Yes, an employee can be fired for doing something on her own time, even if her behaviour has nothing to do with work

By Stuart Rudner

So, can you be fired for something you do on your own time, off-duty and away from work? The simple answer is yes, you can, in the right circumstances.

Even if you are not explicitly or implicitly representing your employer? Yes, in the right circumstances.

Even if your behaviour has nothing to do with work and does not involve your colleagues or supervisors? Again, yes, in the right circumstances.

Is this a new law? No. The law has always provided for discipline or dismissal as a result of off-duty conduct, in limited circumstances. However, the issue rarely came up before the advent of social media, cellphone cameras and YouTube. Now, a new situation seems to arise every week involving an employee doing something while off-duty that leads to workplace consequences.
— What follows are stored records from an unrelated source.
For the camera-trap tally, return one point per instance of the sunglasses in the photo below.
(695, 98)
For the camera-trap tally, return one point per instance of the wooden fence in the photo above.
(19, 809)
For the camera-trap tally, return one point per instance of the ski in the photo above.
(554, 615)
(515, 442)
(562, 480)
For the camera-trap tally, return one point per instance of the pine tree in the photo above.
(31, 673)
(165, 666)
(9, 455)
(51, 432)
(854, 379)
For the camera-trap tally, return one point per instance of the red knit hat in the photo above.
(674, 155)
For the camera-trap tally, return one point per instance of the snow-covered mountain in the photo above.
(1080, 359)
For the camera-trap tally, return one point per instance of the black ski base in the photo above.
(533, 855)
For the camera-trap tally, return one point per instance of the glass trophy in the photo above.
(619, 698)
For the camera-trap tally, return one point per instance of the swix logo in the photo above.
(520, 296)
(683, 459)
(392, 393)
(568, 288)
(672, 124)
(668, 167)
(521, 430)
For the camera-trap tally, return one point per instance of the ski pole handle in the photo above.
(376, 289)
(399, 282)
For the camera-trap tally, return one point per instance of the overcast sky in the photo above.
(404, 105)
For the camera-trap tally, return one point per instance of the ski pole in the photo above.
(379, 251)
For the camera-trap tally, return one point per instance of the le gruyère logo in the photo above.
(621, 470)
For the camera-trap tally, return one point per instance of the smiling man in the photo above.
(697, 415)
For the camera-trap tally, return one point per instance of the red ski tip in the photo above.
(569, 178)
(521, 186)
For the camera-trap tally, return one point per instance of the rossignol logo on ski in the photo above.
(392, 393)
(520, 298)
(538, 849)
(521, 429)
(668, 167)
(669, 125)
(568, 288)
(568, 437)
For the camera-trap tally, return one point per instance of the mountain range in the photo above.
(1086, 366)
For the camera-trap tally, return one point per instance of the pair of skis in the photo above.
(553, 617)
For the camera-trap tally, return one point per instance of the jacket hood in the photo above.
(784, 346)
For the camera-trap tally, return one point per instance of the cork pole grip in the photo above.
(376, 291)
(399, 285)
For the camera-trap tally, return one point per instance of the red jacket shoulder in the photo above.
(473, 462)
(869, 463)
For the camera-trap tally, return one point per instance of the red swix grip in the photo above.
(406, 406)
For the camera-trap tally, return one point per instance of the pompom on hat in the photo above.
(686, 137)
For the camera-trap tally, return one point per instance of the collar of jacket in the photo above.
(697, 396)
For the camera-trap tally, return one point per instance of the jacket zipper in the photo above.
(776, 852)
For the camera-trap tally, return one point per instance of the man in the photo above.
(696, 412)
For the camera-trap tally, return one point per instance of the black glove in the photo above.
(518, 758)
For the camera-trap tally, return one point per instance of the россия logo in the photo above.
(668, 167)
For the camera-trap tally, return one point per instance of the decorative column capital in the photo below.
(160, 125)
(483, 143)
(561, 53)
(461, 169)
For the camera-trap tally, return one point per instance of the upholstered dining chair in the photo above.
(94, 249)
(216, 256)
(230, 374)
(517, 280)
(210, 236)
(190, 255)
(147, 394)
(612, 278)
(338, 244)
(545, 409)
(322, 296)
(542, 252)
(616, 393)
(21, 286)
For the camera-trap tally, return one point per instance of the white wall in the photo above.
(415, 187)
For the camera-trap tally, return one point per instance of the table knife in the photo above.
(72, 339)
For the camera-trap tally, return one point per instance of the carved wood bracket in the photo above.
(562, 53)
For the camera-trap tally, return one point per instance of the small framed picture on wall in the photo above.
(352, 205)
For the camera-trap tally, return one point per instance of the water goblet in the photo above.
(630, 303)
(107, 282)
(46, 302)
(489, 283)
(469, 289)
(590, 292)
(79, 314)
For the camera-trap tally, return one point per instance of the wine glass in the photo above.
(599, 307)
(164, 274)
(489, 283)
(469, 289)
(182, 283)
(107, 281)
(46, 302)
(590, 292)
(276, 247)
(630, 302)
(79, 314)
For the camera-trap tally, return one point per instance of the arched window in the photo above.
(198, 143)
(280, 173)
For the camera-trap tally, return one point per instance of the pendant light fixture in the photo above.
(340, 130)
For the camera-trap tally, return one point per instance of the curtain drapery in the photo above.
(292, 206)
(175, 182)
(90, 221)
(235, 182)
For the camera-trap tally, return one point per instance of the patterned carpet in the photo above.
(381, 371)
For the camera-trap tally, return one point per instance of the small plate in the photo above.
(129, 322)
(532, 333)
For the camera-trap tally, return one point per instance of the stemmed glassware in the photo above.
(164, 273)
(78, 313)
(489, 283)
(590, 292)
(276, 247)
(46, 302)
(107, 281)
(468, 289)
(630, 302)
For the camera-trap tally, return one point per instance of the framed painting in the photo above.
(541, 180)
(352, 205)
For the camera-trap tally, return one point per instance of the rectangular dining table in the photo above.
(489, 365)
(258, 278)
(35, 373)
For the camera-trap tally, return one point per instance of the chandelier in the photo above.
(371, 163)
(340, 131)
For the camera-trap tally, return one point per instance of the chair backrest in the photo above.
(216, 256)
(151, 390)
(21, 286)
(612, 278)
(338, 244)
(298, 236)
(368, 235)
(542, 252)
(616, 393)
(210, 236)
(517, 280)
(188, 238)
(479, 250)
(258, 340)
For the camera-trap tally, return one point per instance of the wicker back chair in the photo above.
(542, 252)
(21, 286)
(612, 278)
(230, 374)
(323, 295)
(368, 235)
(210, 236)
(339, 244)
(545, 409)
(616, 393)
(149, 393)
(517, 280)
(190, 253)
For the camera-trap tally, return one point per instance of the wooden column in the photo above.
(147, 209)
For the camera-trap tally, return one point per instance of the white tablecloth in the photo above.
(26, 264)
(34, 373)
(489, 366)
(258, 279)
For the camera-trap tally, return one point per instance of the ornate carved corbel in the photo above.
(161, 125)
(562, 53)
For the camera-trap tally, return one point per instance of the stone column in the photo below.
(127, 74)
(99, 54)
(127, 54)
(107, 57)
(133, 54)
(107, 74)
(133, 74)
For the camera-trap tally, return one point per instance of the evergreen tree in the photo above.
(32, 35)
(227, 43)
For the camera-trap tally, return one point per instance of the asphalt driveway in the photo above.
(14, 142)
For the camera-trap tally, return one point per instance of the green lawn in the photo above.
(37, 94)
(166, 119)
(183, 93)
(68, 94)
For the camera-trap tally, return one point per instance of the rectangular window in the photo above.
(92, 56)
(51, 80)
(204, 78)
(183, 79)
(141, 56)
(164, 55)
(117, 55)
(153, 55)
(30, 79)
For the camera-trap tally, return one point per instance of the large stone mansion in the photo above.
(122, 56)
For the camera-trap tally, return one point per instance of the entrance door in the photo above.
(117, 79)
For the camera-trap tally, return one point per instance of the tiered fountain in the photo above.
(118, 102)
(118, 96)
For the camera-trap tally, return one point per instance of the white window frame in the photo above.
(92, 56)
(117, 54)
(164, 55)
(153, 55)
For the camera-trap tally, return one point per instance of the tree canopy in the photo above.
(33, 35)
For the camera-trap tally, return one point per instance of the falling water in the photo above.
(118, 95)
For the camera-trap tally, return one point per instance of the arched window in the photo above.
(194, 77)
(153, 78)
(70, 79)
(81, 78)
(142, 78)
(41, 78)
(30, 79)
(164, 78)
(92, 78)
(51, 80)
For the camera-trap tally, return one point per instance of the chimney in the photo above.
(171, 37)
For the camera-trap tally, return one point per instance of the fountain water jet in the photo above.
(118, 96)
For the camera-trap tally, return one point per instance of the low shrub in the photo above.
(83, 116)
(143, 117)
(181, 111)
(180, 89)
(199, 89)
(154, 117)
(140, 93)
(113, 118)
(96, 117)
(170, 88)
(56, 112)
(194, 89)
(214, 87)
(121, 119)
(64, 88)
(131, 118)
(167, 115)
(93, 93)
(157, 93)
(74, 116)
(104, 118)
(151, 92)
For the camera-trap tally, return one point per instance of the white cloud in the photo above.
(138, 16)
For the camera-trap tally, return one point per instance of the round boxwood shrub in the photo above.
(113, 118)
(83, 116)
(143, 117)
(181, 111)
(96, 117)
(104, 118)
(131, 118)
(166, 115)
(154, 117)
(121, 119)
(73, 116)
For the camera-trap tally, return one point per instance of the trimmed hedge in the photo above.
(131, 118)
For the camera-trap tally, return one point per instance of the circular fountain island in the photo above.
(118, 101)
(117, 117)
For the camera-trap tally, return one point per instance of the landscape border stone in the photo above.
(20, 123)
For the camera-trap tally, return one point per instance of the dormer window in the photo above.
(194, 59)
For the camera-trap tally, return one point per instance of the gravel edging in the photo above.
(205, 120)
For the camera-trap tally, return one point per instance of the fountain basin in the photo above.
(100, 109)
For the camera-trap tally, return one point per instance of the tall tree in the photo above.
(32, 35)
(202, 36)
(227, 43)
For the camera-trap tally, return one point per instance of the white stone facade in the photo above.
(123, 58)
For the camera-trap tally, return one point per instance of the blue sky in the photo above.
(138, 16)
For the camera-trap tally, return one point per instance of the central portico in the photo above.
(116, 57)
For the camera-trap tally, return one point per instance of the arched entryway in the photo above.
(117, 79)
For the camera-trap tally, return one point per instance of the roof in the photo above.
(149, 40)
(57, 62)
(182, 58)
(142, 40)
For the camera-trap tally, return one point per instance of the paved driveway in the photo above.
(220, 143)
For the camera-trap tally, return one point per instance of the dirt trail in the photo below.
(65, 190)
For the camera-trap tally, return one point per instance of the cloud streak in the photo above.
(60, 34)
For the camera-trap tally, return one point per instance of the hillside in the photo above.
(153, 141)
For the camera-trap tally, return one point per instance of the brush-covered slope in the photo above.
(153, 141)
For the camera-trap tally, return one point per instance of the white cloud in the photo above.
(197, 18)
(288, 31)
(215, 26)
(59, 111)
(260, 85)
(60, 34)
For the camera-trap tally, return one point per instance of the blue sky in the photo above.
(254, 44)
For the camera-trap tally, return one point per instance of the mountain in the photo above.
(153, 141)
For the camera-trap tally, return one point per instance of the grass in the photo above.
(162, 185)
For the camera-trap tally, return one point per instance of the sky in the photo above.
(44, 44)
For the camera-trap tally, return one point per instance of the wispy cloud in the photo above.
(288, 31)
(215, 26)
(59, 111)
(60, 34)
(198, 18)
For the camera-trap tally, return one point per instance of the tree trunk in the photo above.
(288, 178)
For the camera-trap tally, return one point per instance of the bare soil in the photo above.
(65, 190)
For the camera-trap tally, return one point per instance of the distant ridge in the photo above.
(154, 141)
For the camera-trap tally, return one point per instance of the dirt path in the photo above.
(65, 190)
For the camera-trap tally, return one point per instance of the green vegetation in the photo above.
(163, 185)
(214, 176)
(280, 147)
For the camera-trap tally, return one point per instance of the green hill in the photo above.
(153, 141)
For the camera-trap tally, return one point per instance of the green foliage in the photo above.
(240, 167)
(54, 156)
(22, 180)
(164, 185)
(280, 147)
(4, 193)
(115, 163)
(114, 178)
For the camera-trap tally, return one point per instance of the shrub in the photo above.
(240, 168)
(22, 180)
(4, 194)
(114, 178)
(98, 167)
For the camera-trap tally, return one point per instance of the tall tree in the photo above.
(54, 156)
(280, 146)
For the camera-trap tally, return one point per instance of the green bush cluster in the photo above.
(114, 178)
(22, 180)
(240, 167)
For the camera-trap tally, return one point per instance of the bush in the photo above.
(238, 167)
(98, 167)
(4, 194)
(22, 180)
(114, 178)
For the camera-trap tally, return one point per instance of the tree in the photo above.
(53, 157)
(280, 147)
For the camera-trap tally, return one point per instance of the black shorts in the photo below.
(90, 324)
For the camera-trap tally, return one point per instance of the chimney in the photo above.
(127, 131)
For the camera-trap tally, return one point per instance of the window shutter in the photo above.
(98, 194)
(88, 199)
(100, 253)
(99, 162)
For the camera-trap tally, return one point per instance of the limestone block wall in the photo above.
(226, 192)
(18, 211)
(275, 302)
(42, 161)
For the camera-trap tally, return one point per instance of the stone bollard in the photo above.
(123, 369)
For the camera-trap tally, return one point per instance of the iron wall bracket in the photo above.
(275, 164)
The issue comes up far more often in the United States, as its population is so much larger than ours. However, even in Canada, we have seen dismissals for off-duty conduct including:

  • A Toronto Symphony Orchestra performance by a Ukrainian-born pianist cancelled due to comments she made on Twitter regarding the conflict between Russia and Ukraine.
  • Two Toronto firefighters dismissed due to inappropriate comments and Twitter, and a third due to FaceBook comments.
  • Jian Ghomeshi, star radio host of our national broadcaster, fired due to harassment and sexual assault which came to light after his miscalculated FaceBook post.
  • An Ontario Hockey League referee suspended after posting insulting comments about the women of Sault Ste. Marie on Twitter.
  • Two Ontario Hockey League players also suspended due to offensive comments about women on Twitter.
  • Perhaps most offensive of all, an individual who wrote “Thank God the b*tch is dead” on a Facebook wall created in memory of a 15-year-old girl who committed suicide after years of bullying.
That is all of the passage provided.